Most publicly available embodied datasets trade off realism, scale, or precise hand-state measurements. SynData aims to reduce that tradeoff by combining high-accuracy exoskeleton-glove capture with large-scale egocentric video and bare-hand recordings, producing clip-aligned multimodal sequences intended for real-world manipulation and imitation learning research.
What Sets It Apart
- High-precision hand/arm signals and tactile channels: captured using PsiBot's exoskeleton glove, providing millimeter-level positioning and full DoF joint states that are rare in large public datasets — useful for learning precise manipulation primitives and inverse kinematics.
- Large clip-level scale and diversity: subsets include an egocentric collection (313,674 clips) and multiple glove-based subsets (e.g., glove-origin 95,383 clips), enabling both vision-centric and action-centric training at scale.
- Hybrid data strategy: includes both exoskeleton-derived measurements and bare-hand clips plus background-replaced variants, which helps models learn from high-fidelity structured signals while retaining natural interaction variability.
- Clip-oriented Zarr storage: data are distributed as compressed .zarr.tar volumes with manifests and parquet indices so researchers can stream or selectively download subsets rather than pulling monolithic archives.
Who It's For and Tradeoffs
Great fit if you need high-resolution hand/arm kinematics aligned with first-person vision for tasks such as imitation learning, visuomotor policy training, manipulation behavior cloning, or multimodal representation learning.
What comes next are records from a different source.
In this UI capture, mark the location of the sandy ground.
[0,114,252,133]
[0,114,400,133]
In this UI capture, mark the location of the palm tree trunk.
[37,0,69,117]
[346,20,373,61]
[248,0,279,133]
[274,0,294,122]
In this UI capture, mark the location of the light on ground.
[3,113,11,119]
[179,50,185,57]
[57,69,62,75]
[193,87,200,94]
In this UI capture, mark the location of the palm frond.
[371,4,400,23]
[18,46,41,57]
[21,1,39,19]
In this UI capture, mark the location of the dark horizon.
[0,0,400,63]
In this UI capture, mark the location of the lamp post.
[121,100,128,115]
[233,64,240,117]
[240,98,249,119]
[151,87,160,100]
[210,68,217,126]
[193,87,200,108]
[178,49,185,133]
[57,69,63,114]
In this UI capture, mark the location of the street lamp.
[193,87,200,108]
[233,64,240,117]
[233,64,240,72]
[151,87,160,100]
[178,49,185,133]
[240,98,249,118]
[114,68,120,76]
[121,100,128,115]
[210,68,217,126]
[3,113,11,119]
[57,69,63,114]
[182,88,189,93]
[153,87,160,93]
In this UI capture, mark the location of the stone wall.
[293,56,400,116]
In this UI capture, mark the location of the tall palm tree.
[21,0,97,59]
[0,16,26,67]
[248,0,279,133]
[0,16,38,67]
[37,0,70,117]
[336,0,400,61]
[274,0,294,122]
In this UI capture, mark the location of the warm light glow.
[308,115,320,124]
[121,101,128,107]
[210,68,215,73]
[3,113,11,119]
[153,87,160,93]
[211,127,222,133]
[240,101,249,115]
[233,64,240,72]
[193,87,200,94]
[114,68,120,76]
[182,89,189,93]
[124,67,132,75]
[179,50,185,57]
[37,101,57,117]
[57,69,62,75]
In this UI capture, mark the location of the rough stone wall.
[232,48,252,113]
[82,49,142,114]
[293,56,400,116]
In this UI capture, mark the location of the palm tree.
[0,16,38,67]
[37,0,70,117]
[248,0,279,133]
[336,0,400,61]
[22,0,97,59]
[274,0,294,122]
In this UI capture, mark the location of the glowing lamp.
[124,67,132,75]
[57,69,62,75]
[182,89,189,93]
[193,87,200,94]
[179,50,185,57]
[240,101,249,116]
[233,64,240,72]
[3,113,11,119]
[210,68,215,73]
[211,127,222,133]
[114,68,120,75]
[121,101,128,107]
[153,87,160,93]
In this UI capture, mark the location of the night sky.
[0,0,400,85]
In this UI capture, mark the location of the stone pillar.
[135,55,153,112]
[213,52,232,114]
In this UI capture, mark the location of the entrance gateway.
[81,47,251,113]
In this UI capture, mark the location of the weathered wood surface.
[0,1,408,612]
It’s also useful for benchmarking embodied models that require synchronized tactile/pose/visual inputs. Look elsewhere if you need small, easily hosted datasets — SynData’s volume count and clip counts imply substantial storage and I/O needs, and using the raw Zarr volumes requires familiarity with Zarr/Parquet workflows. The dataset is released via Hugging Face and assumes tooling that can handle large compressed archives and chunked arrays.
Where It Fits
Compared with typical egocentric video datasets, SynData adds dense hand-state and tactile telemetry; compared with lab-scale motion-capture glove datasets, it offers much larger clip counts and more varied real-world tasks. Treat it as a middle ground for teams that need precise manipulation labels at practical training scale.